El desarrollo notable de la tecnología y de la industria, con la acumulación de capitales que esto generaba, incitó a los trabajadores a acelerar, también ellos, la creación de nuevas asociaciones para hacer frente a la explotación, cada vez más intensa y sin miramientos. La conversión acelerada de los talleres modestos en fábricas productivas, además de despersonalizar las relaciones de trabajo, incentivaba la aparición de nuevas formas de explotación y de injusticias sociales.
Uno de los principales luchadores contra la creciente explotación fue Robert Doherty que, desde niño, había soportado un trabajado muy duro en las hilanderías de algodón. A los 20 años es nombrado secretario de la unión local de los hiladores de algodón, y aprovecha su experiencia para, en 1829, fundar en Gran Bretaña la Asociación Nacional para la Protección del Trabajo. En el lenguaje actual, se trataría de la primera central sindical de la historia del trabajo. Convencido Doherty de que esta Asociación no garantizaba una lucha eficaz contra la explotación, crea en 1834 la Great Trade Union. En realidad no es otra cosa que la unión de varios sindicatos de oficios con la intención de lograr una fuerza social mucho mayor. Lo que si hay que reconocer es que estas organizaciones, de aquella, carecían aún de ideales políticos revolucionarios. Únicamente les movían intereses económicos y la mejora de las condiciones laborales.
La industrialización, en la Europa Continental, tardó en despegar mucho más que en Inglaterra. Prácticamente, hasta 1850, permaneció estancada, sin apenas desarrollo alguno. En muchos países europeos, entre los que está Italia, Rusia y España, la industrialización, además de diferente, es mucho más tardía. Las fábricas modernas y rentables brillaban por su ausencia. Aunque sin llegar a igualar a Gran Bretaña, Francia, Bélgica y Alemania tenían un ritmo de industrialización más alto que el resto de los países europeos.
En Francia, fueron las mujeres las primeras en romper el hielo, formando organizaciones colectivas con el objeto de defenderse de la explotación, tanto en los aserraderos de Burdeos como en las fábricas textiles de Lyon. Es en 1830, y coincidiendo con una de las primeras crisis económicas, cuando crean una asociación estable, a la que llamaron ya syndicat.

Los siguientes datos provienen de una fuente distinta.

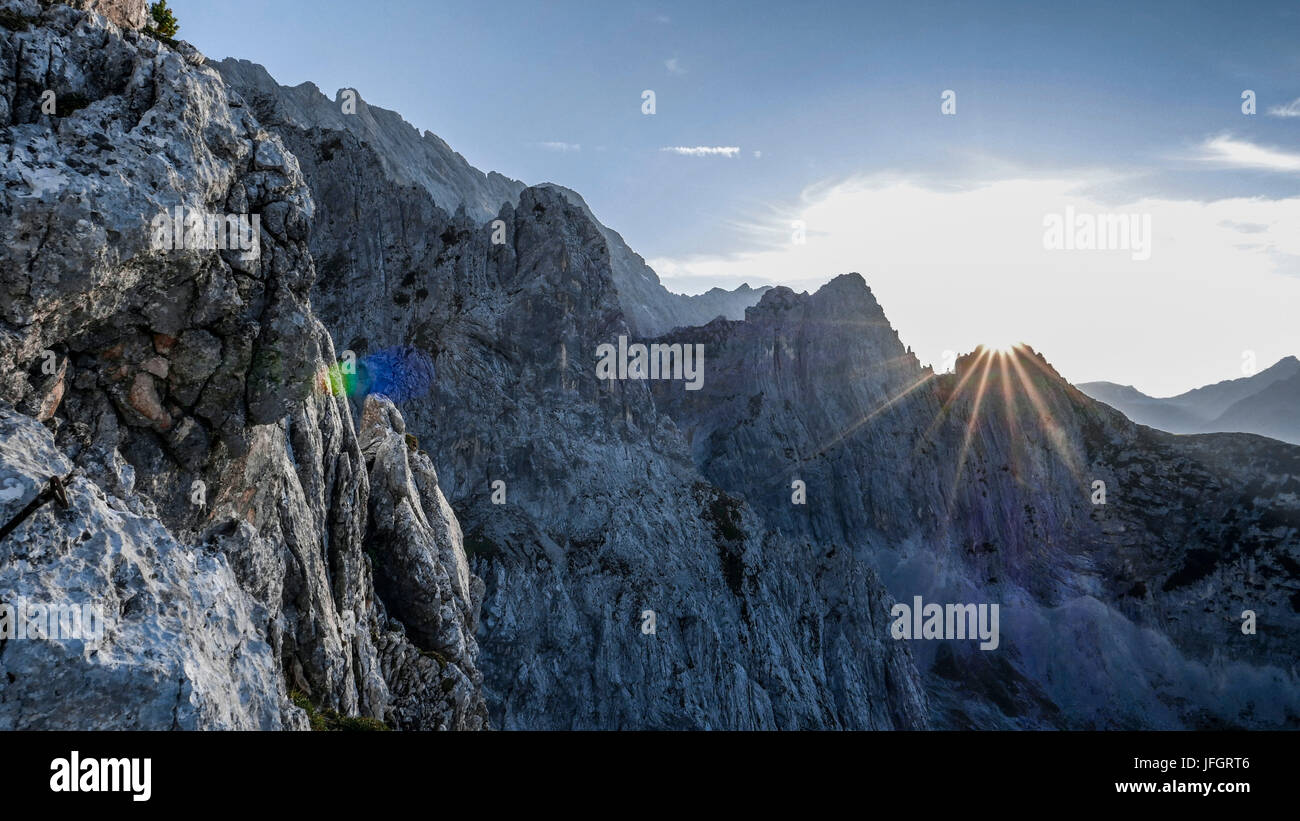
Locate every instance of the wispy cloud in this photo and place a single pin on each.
(932, 255)
(557, 146)
(703, 151)
(1242, 153)
(1290, 109)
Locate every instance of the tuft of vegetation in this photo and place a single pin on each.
(164, 26)
(328, 720)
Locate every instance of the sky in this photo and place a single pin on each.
(792, 143)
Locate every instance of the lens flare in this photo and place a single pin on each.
(401, 373)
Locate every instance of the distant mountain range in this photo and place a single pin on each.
(1266, 403)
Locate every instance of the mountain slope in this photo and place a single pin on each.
(407, 159)
(225, 518)
(1222, 407)
(978, 486)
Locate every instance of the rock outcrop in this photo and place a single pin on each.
(315, 127)
(1118, 611)
(187, 379)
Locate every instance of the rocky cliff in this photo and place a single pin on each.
(363, 469)
(1121, 609)
(226, 517)
(315, 126)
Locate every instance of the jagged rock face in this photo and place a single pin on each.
(649, 308)
(315, 127)
(603, 517)
(423, 577)
(191, 382)
(122, 13)
(178, 647)
(978, 486)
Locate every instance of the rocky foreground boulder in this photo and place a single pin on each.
(502, 537)
(222, 492)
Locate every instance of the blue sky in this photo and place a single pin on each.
(1121, 105)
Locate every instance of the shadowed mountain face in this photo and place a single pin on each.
(406, 157)
(1266, 403)
(979, 486)
(967, 487)
(523, 543)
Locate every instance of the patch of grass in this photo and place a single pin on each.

El proceso inicial de estas asociaciones obreras, en Alemania, no es muy distinto. Estas asociaciones luchan denodadamente por conseguir unas condiciones laborables más humanas y, como no, un mayor salario. Con el fin de apaciguar las presiones de estos trabajadores, cada vez más intensas, el Canciller Bismarck fija las condiciones generales de trabajo e instituye unas coberturas sociales muy rudimentarias de enfermedad, accidente, de invalidez y jubilación. Todo un adelanto para aquella época.
En España, todo este proceso de asociación colectiva de los trabajadores, tarda más en iniciarse. Y cuando aparece, lo hace de una manera muy tímida. Esto fue debido a que, en España, el grueso de los trabajadores vivían de trabajar la tierra. La industria, por aquellas fechas, era muy escasa y muy localizada en Cataluña. Prácticamente el movimiento obrero en España, careció de identidad hasta la época que conocemos con el nombre de sexenio democrático, que va de 1868 a 1874. Como para estas fechas, en toda Europa, se habían comenzado a mezclar los intereses laborales con los políticos, en España, ese movimiento obrero, nació ya políticamente contaminado.